Analysts: Cal-Maine Foods may not be a good investment now
Cal-Maine Foods saw its net income increase more than threefold and its sales increase 12 percent during the first quarter of fiscal year 2015, but some analysts are skeptical that the largest egg producer in the United States can retain that kind of financial strength.
“While the valuation looks appealing based on the current metrics and long-term reported growth, the current operating conditions appear not sustainable as high egg prices and lower feed costs will undoubtedly result in a built-up capacity, thereby hurting future prices,” a Seeking Alpha analyst wrote.
Cal-Maine Foods on September 29 released the financial results of its first quarter ending August 30, citing its net income jumped from $8.8 million for the first quarter of 2014 to $27.7 million.
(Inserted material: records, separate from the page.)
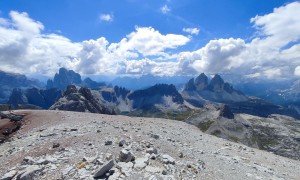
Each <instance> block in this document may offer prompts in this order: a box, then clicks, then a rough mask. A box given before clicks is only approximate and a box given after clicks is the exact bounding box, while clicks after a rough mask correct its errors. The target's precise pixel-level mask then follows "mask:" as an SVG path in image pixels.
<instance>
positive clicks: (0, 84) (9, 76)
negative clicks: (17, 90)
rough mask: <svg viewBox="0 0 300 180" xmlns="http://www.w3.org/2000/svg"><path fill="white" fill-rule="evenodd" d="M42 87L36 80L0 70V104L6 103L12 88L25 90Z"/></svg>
mask: <svg viewBox="0 0 300 180" xmlns="http://www.w3.org/2000/svg"><path fill="white" fill-rule="evenodd" d="M42 86H43V85H42V84H41V83H40V82H39V81H37V80H31V79H28V78H27V77H26V76H25V75H21V74H15V73H8V72H4V71H1V70H0V103H6V102H7V101H8V99H9V96H10V94H11V93H12V91H13V89H14V88H20V89H26V88H32V87H37V88H40V87H42Z"/></svg>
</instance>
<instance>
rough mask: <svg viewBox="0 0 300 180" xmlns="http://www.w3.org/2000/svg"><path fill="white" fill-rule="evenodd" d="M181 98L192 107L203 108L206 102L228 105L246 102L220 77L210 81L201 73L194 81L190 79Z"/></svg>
mask: <svg viewBox="0 0 300 180" xmlns="http://www.w3.org/2000/svg"><path fill="white" fill-rule="evenodd" d="M182 96H183V97H184V99H185V100H186V101H188V102H189V103H191V104H192V105H194V106H197V107H199V106H203V105H204V104H205V103H206V102H207V101H213V102H220V103H228V102H243V101H247V100H248V97H247V96H246V95H245V94H243V93H242V92H240V91H238V90H235V89H234V88H233V87H232V86H231V85H230V84H229V83H227V82H224V80H223V79H222V78H221V76H220V75H218V74H216V75H215V76H214V77H213V78H212V79H211V80H210V81H209V79H208V77H207V76H206V75H205V74H204V73H201V74H200V75H199V76H198V77H197V78H196V79H194V78H192V79H190V80H189V81H188V82H187V83H186V85H185V88H184V90H183V91H182Z"/></svg>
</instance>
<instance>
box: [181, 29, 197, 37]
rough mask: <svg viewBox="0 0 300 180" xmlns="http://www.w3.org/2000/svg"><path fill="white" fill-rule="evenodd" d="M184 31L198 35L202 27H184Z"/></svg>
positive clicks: (193, 34)
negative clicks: (192, 27) (188, 27)
mask: <svg viewBox="0 0 300 180" xmlns="http://www.w3.org/2000/svg"><path fill="white" fill-rule="evenodd" d="M182 31H183V32H187V33H189V34H192V35H198V34H199V32H200V29H198V28H183V29H182Z"/></svg>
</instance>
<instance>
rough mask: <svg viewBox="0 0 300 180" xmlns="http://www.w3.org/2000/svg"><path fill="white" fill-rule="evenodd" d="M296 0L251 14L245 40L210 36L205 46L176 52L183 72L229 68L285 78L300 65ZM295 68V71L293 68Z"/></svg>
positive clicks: (255, 76) (299, 3)
mask: <svg viewBox="0 0 300 180" xmlns="http://www.w3.org/2000/svg"><path fill="white" fill-rule="evenodd" d="M299 9H300V2H293V3H290V4H287V5H285V6H282V7H279V8H275V9H274V11H273V12H272V13H269V14H266V15H262V16H256V17H254V18H251V20H250V21H251V22H252V23H253V24H254V27H255V28H256V29H257V32H256V34H255V38H254V39H253V40H252V41H250V42H249V43H245V42H244V41H243V40H242V39H233V38H229V39H218V40H212V41H210V42H209V43H207V44H206V45H205V47H203V48H200V49H199V50H196V51H193V52H182V53H179V54H178V55H177V57H178V59H179V61H180V63H179V65H180V67H181V68H180V69H181V71H183V72H184V70H186V72H192V69H194V70H195V71H196V72H201V71H203V72H210V73H221V72H229V73H233V74H239V75H246V76H247V77H260V78H270V79H271V78H289V77H291V76H293V75H296V74H297V72H298V69H296V70H295V67H297V66H299V65H300V43H299V40H300V31H298V29H299V28H300V21H299V20H298V18H297V17H299V16H300V11H299ZM294 70H295V71H294Z"/></svg>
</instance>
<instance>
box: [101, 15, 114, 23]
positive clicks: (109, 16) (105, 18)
mask: <svg viewBox="0 0 300 180" xmlns="http://www.w3.org/2000/svg"><path fill="white" fill-rule="evenodd" d="M99 18H100V20H101V21H107V22H111V21H113V20H114V16H113V14H101V15H100V17H99Z"/></svg>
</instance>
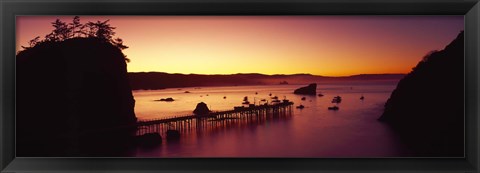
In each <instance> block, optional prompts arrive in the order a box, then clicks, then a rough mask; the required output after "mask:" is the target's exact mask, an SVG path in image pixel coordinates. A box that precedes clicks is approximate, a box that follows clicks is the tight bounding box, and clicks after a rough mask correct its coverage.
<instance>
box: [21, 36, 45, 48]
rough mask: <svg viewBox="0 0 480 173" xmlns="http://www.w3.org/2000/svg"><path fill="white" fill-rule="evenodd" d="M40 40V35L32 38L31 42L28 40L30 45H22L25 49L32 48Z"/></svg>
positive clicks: (40, 41)
mask: <svg viewBox="0 0 480 173" xmlns="http://www.w3.org/2000/svg"><path fill="white" fill-rule="evenodd" d="M39 42H41V41H40V36H37V37H35V38H33V39H31V40H30V41H29V42H28V47H25V46H22V48H23V49H28V48H32V47H34V46H35V45H37V44H38V43H39Z"/></svg>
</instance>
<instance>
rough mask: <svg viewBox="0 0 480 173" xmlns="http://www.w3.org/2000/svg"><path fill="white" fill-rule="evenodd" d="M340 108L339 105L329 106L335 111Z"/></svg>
mask: <svg viewBox="0 0 480 173" xmlns="http://www.w3.org/2000/svg"><path fill="white" fill-rule="evenodd" d="M338 109H340V108H339V107H338V106H331V107H328V110H334V111H336V110H338Z"/></svg>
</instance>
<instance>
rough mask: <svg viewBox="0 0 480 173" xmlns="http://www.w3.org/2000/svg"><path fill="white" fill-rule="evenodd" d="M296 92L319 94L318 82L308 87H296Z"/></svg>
mask: <svg viewBox="0 0 480 173" xmlns="http://www.w3.org/2000/svg"><path fill="white" fill-rule="evenodd" d="M293 93H294V94H303V95H316V94H317V84H315V83H312V84H310V85H308V86H306V87H301V88H298V89H296V90H295V91H294V92H293Z"/></svg>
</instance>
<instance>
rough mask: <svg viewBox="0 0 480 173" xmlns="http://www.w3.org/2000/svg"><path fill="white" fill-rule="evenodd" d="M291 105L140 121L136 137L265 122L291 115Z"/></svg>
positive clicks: (248, 107)
mask: <svg viewBox="0 0 480 173" xmlns="http://www.w3.org/2000/svg"><path fill="white" fill-rule="evenodd" d="M292 105H293V102H290V101H283V102H280V103H276V104H270V105H250V106H249V107H241V108H240V107H236V108H235V109H234V110H226V111H215V112H210V113H208V114H206V115H185V116H173V117H166V118H161V119H152V120H141V121H138V122H137V124H136V126H137V132H136V135H143V134H146V133H160V134H161V135H162V136H164V135H165V133H166V131H167V130H177V131H179V132H180V134H182V133H186V132H189V131H190V130H202V129H212V128H218V127H227V126H234V125H239V124H242V123H243V124H244V123H249V122H259V121H265V120H269V119H274V118H278V117H284V116H289V115H291V114H292Z"/></svg>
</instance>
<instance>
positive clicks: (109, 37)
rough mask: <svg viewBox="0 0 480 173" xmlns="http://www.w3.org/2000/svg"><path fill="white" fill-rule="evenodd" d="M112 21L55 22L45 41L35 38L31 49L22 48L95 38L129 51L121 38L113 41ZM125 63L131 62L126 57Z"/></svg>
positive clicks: (74, 18) (53, 23)
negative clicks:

The net income per share was $1.14 per diluted share, three cents below analysts’ expectations.
Dolph Baker, the company’s president and CEO, noted that Cal-Maine Foods is optimistic about its outlook for the remainder of the fiscal year, but also provided words of caution, citing that USDA reports indicate the national layer flock is at a record high level, possibly increasing the future egg supply and putting downward pressure on egg prices.
California’s Proposition 2, which will take effect January 1, 2015, makes it unlawful to house layer hens in battery cages, potentially impacting the U.S. egg industry as a whole.